CORPORATE DEVELOPMENT

UltraTech Nathdwara Cement Limited:

The National Company Law Appellate Tribunal ("NCLAT") by its order dated 14th November, 2018 approved your Company's Resolution Plan for acquiring BCL under the provisions of the Insolvency and Bankruptcy Code, 2016, as amended. BCL became a wholly-owned subsidiary of your Company w.e.f. 20th November, 2018 and it was re-named UltraTech Nathdwara Cement Limited, w.e.f. 13th December, 2018.

The acquisition provides your Company access to large reserves of high quality limestone. It consolidates your Company's leadership in the fast growing Northern and Western markets in the country. Major overhauling of the plants was undertaken in Q4FY19 to improve production efficiencies. The plants have been ramping up on capacity utilisation, achieving 72% in the month of March, 2019. After completing quality upgradation, the UltraTech brand has been successfully launched from the plants. UNCL has a capacity of 6.25 MTPA in the State of Rajasthan.

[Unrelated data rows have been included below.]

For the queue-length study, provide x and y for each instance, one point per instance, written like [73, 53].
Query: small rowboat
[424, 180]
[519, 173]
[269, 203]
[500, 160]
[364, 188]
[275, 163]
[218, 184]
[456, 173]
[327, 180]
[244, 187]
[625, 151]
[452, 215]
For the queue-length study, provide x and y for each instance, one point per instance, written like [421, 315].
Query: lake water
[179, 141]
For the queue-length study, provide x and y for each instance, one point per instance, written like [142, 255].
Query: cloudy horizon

Scheme of Demerger – Century Textiles and Industries Limited: Your Company's Board of Directors approved a Scheme of Demerger amongst Century Textiles and Industries Limited ("Century"), your Company and their respective shareholders and creditors ("the Scheme"). In terms of the Scheme, Century will demerge its cement business into your Company. Century's cement business consists of 3 integrated cement units in Madhya Pradesh, Chhattisgarh and Maharashtra and a grinding unit in West Bengal. In terms of the Scheme, your Company will issue 1 (one) equity share of face value of Rs. 10/- each for every 8 (eight) equity shares of Century of face value of ` 10/- each to the shareholders of Century. The Scheme having received the approval from the stock exchanges, Competition Commission of India and the shareholders, is now awaiting approval of the National Company Law Tribunal, Mumbai Bench and other regulatory authorities as may be required.

Upon completion of the acquisition of Century's cement assets, your Company's total capacity will reach 113.35 MTPA.